Limitations & Future Work

  • Lack of RL: Current work relies on SFT; recent studies (VLM-R1, etc.) suggest RL might be superior for open-ended grounding exploration.
  • Dependency on Large Models for Data: The cold-start requires a 72B MLLM with a relatively low pass rate (14%).
  • Base Model Bias: Primarily validated on the LLaVA-NeXT lineage; performance on natively multimodal pre-trained models is yet to be explored.
  • Error Propagation: If the model frames the wrong region, the retrieved visual noise might mislead the reasoning process.
  • vs. Pure-text CoT (LLaVA-CoT / MMPR): VGR addresses their "blindness" to image details during reasoning by re-incorporating visual features.
  • vs.

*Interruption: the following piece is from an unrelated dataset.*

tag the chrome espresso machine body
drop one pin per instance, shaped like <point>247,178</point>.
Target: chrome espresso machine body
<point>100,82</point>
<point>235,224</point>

Rigid Visual Search (Chain-of-Spot / V* series): Unlike methods using fixed zooming or multi-turn interaction, VGR allows flexible, autonomous, and multiple replays within a single reasoning trajectory.
  • vs. RL Grounding (VLM-R1 / Visual-RFT): While others use GRPO for grounding, VGR uses SFT with grounding signals + detection loss, serving as a complementary methodology.

Rating

  • Novelty: ⭐⭐⭐⭐⭐ "Visual memory replay" as a trainable signal is a clear and novel paradigm.
  • Experimental Thoroughness: ⭐⭐⭐⭐ Extensive benchmarks and ablations, though direct comparison with RL routes is absent.
  • Writing Quality: ⭐⭐⭐⭐ Clear explanations of mechanisms and data pipelines.
  • Value: ⭐⭐⭐⭐⭐ Efficiently improves performance with 0.3× tokens; data pipelines and architectural tricks are practical.